Federated PCA with Adaptive Rank Estimation
In many online machine learning and data science tasks such as data
summarisation and feature compression, $d$-dimensional vectors are usually
distributed across a large number of clients in a decentralised network and
collected in a streaming fashion. This is increasingly common in modern
applications due to the sheer volume of data generated and the clients'
constrained resources.
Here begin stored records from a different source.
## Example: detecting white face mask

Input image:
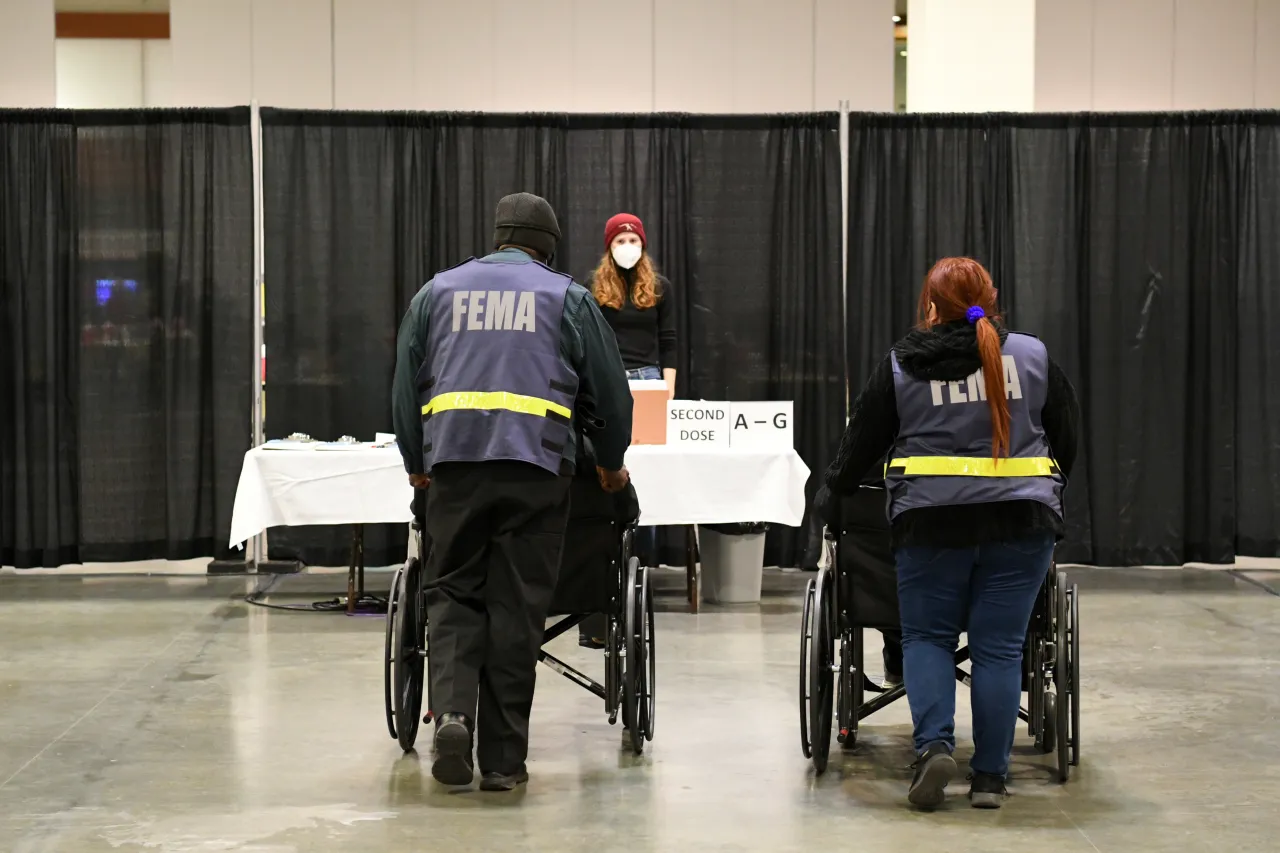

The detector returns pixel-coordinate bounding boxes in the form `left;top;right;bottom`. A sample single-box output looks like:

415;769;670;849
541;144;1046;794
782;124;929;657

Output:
613;243;644;269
In this setting, some clients are required to compute an
update to a centralised target model independently using local data while other
clients aggregate these updates with a low-complexity merging algorithm.
However, some clients with limited storage might not be able to store all of
the data samples if $d$ is large, nor compute procedures requiring at least
$\Omega(d^2)$ storage-complexity such as Principal Component Analysis, Subspace
Tracking, or general Feature Correlation. In this work, we present a novel
federated algorithm for PCA that is able to adaptively estimate the rank $r$ of
the dataset and compute its $r$ leading principal components when only $O(dr)$
memory is available. This inherent adaptability implies that $r$ does not have
to be supplied as a fixed hyper-parameter which is beneficial when the
underlying data distribution is not known in advance, such as in a streaming
setting. Numerical simulations show that, while using limited-memory, our
algorithm exhibits state-of-the-art performance that closely matches or
outperforms traditional non-federated algorithms, and in the absence of
communication latency, it exhibits attractive horizontal scalability.